おそらく、この男性は、テレビのニュースか何かで、「銀行のカードローンが問題だ」というレポートを見たのでしょう。
そして、それとは別のニュースで、日銀が「マイナス金利」を導入したことを知っており、さらに、住宅ローンの金利が1%を切っていることを知識として持っている、そんなことが推定できます。

これらの手がかりを、ほとんど無意識的に結びつけることで、

「銀行のカードローンは高い金利で若者をダマして儲けていて問題だ」

という結論に飛躍しています。
これは、認知心理学でいう「ヒューリスティック」の一種と考えられます。
人間の認知は、あらゆる情報を「正確に」処理することよりも、少ない手がかりから確からしい推論に飛躍することで、認知資源を節約し、社会に適応していると言われています。

 

ヒューリスティック×メディア=誤解?

この「ヒューリスティック」、経験的な日常生活においては、多くの場合有効に機能するわけですが、メディア接触など抽象的な情報処理においては、偏った現実構成に至るケースがあるのです。

この老夫婦にとって、この吊り広告を出した銀行のブランドイメージは、かなり悪いものになったことでしょう。人間の認知特性とメディア接触の関係によって、現実認識(=銀行がいいのか悪いのか)が、事実とはかけ離れた形で構成されてしまうわけです。

ポイントは、メディアが嘘をついているわけでも、だましているわけでもない、ということです。メディア接触と認知の関係性によって、現実が無自覚的に構成されうるというダイナミズムが、ここに顕現しています。

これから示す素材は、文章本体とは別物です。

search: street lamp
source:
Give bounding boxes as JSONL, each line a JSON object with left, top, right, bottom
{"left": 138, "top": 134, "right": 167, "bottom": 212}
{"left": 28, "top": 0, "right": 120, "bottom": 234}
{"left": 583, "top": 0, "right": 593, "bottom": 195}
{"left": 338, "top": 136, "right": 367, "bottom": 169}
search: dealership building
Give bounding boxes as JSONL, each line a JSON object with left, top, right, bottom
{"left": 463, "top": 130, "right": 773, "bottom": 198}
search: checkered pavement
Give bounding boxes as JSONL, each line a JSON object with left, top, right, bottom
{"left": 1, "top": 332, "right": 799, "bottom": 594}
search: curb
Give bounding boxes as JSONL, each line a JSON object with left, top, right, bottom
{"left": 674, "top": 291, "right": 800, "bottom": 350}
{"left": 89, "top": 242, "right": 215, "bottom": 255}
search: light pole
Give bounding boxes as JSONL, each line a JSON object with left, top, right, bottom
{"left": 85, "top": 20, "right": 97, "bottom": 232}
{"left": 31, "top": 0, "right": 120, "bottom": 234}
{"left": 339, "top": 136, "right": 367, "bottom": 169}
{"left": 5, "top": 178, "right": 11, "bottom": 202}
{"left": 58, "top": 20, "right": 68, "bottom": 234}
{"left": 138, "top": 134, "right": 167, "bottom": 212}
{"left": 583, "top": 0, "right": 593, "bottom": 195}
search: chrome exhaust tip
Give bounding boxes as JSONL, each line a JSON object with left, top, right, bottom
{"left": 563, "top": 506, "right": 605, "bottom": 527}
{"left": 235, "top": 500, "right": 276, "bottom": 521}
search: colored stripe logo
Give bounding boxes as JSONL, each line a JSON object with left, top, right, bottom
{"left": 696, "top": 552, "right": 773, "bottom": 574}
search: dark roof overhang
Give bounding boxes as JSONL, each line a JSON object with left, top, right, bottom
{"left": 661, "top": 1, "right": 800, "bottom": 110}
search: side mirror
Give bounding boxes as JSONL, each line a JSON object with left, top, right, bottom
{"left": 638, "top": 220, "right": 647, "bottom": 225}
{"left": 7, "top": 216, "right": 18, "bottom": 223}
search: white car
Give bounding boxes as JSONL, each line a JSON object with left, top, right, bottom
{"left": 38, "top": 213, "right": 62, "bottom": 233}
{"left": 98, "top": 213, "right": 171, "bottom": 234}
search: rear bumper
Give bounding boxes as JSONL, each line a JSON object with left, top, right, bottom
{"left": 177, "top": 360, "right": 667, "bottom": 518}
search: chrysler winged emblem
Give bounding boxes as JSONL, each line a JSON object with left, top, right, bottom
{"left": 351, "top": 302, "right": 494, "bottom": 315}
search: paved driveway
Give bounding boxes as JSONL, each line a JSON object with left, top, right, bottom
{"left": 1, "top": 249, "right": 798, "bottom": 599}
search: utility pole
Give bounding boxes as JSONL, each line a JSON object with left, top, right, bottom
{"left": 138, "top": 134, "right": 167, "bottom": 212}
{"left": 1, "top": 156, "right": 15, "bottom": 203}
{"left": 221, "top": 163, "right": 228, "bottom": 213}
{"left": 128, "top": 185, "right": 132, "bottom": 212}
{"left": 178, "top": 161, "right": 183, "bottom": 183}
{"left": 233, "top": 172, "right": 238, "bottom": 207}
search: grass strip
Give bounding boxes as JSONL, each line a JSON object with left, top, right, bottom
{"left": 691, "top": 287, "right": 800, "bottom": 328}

このケースは極端で分かりやすい例ですが、実はメディアを通じた、人間の社会認識のほとんどが、これと同型的な構造によって成り立っていることに注意が必要です。小さなヒューリスティックの積み重ねが、現実認識を偏ったものにしている可能性について、意識的でいることが重要だと思います。

 

メディアに囲まれた環境における、現実構成のあり方を、いかに相対化してとらえ、メディアとの関係性を再構築し続けられるか?

その「気構え」のようなものが、広い意味での「メディアリテラシー」なのだと思います。